1 typically-sized head of cauliflower
2 Tbs Asian or domestic cold-pressed peanut oil

Rinse and trim cauli and break into florets. Slice florets in half lengthwise and place in a nonreactive container or a 1-gallon zip-lock bag. Add the marinade and refrigerate for 4 to 6 hours.

Bring marinated florets to room temp. Heat peanut oil in a wok or saute pan, then add the florets and the marinade and toss over high heat for about three - five mminutes.

_mmmmm ...._

Shel


----------



## even stephen (Oct 10, 2005)

What a classic Indian dish!!!! One of my favorites.....
Its a rare thing when something jibes like that dish..
Have had over and over......Another thing that goes
great with cauliflower is lobster....Had a Chef who used
to make a Cauliflower Lobster Bisque and topped it with 
Whipped cream flavored with a little, just a little bit of 
white truffle oil and then a sprinkle of really good cocoa.
Outstanding, its truly amazing what flavors form perfect unions
in tandem. Thanks for the reminder....


----------



## bluezebra (May 19, 2007)

Hi shel, did you see where I wrote my cauli curry recipe?

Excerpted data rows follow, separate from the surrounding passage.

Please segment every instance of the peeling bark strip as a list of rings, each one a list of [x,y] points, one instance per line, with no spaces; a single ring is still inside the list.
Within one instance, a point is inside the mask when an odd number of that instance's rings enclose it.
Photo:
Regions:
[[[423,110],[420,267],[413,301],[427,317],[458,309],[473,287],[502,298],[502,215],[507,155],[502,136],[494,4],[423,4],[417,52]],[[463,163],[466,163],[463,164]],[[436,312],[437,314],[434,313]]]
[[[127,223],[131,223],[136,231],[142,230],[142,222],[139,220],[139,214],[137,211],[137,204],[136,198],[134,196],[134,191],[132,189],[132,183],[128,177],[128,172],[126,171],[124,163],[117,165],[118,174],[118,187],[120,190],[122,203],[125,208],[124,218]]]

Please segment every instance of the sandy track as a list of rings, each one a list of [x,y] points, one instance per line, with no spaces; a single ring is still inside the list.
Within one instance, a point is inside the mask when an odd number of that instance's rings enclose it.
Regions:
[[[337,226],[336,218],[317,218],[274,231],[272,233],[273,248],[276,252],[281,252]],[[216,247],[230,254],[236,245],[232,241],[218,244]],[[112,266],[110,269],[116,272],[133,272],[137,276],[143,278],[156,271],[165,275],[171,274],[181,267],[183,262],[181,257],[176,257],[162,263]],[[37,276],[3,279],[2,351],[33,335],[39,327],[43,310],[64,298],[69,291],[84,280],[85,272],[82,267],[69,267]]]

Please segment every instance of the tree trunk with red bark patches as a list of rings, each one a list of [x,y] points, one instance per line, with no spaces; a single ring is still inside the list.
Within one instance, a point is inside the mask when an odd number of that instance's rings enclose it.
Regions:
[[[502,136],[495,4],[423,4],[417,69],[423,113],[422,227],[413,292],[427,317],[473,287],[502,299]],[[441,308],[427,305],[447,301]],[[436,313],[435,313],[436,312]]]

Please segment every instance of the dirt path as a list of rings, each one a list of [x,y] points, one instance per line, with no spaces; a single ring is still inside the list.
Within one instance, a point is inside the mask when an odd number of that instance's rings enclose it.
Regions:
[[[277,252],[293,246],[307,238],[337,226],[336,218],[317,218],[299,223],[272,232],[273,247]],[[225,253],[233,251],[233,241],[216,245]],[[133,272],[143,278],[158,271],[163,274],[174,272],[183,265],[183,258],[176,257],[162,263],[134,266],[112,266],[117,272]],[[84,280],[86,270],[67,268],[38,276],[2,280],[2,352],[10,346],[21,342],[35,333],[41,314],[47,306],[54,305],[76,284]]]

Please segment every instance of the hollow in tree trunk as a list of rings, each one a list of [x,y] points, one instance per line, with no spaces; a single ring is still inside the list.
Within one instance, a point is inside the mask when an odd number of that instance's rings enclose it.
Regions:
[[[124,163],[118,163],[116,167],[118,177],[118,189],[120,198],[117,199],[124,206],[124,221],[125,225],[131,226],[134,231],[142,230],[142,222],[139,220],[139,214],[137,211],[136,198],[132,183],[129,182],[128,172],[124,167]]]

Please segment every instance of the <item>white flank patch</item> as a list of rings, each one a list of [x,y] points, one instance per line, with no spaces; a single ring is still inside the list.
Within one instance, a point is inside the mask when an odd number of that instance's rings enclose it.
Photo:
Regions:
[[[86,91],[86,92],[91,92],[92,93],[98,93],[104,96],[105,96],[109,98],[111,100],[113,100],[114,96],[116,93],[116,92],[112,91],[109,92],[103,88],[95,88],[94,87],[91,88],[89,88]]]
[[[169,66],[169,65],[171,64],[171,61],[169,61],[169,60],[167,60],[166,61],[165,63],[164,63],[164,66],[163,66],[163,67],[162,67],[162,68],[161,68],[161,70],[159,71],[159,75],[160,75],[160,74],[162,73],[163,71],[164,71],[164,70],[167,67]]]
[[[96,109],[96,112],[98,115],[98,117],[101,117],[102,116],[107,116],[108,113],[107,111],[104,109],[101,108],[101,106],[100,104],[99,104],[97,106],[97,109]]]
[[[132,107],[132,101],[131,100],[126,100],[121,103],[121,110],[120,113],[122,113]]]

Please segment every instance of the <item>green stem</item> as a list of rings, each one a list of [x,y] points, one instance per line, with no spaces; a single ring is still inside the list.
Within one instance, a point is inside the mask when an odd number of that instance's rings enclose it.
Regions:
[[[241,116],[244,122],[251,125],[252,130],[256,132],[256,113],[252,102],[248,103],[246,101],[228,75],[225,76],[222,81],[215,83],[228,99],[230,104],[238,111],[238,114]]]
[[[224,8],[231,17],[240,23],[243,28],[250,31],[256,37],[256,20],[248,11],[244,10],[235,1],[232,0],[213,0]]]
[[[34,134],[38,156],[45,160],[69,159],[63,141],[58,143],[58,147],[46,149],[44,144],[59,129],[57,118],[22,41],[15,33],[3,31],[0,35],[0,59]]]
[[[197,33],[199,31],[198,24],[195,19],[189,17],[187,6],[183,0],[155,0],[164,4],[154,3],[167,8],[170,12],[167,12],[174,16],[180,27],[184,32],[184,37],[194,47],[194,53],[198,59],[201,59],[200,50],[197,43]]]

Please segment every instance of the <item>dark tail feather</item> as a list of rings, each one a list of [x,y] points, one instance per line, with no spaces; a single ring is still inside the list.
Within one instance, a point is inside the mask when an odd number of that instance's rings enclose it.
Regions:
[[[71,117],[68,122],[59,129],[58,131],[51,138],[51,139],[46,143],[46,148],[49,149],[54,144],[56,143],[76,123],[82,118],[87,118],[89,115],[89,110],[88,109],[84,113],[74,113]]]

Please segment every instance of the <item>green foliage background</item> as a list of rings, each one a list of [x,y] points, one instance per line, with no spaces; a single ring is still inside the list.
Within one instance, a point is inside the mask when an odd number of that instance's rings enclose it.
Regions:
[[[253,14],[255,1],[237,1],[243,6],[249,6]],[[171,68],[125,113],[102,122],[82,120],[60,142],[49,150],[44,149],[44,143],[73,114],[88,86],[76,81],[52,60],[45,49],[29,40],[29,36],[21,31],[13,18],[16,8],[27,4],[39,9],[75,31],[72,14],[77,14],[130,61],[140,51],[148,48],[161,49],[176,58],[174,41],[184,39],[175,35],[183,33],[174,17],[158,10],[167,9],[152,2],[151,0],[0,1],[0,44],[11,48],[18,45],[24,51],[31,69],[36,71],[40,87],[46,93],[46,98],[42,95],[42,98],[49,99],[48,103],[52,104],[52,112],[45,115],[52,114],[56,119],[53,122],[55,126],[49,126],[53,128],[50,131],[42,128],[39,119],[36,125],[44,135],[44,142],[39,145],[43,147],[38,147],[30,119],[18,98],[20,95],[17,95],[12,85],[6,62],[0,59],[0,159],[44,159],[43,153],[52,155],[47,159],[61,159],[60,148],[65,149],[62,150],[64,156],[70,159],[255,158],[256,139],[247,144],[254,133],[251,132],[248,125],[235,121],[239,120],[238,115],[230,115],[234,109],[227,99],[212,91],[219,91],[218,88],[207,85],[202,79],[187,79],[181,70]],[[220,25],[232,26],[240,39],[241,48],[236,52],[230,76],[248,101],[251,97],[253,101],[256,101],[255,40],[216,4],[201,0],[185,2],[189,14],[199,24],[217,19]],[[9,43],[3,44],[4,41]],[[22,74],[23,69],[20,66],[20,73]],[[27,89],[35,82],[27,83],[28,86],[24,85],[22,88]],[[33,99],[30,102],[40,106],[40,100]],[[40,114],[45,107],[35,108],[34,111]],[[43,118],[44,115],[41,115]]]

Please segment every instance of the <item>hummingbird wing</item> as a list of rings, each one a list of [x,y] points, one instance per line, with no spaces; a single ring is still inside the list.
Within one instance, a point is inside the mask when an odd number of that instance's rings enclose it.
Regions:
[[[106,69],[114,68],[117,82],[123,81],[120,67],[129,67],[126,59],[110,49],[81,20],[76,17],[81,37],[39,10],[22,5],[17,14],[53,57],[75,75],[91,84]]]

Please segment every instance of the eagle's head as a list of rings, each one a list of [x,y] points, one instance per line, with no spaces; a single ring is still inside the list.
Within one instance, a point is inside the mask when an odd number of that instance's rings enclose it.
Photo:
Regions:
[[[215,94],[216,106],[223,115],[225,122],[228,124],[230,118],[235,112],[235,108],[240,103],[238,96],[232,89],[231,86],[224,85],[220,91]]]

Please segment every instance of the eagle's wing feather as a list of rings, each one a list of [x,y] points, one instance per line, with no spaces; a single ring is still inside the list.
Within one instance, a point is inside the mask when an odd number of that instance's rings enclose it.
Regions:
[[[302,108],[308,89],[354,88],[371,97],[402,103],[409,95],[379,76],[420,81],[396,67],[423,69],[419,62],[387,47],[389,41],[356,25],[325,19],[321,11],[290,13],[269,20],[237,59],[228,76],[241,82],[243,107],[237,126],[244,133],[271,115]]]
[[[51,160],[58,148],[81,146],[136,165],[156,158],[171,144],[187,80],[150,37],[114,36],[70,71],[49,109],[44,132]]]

This sounds pretty yummy too! Thanks!


----------



## dc sunshine (Feb 26, 2007)

Oh Shel - that does sound yummers!!!!

Hey - I think you might go into withdrawal if we took your cauli away.....

Hehehe....

Thanks for the the post,

DC


----------



## shel (Dec 20, 2006)

Yes, I saw the recipe. I thought I'd sent you an acknowledgement, but maybe not. I've been a little under the weather lately, dealing with the results of eating some bad food.

Shel


----------



## shel (Dec 20, 2006)

Well, it's not quite that bad <LOL> Cauliflower is relatively new to me, so I'm having fun exploring the possibilities. I've eaten very little of it for a variety of reasons, not the least of which is that I was only able to get large heads of the veggie, and there'd always be lots left over that would eventually spoil. The farmers markets here have small, tight, flavorful heads, just the perfect size for making enough to feed one person. And so tasty, too. I also didn't realize how healthy it is, especially so since I'm trying to reduce my carb intake. The World's Healthiest Foods

Shel


----------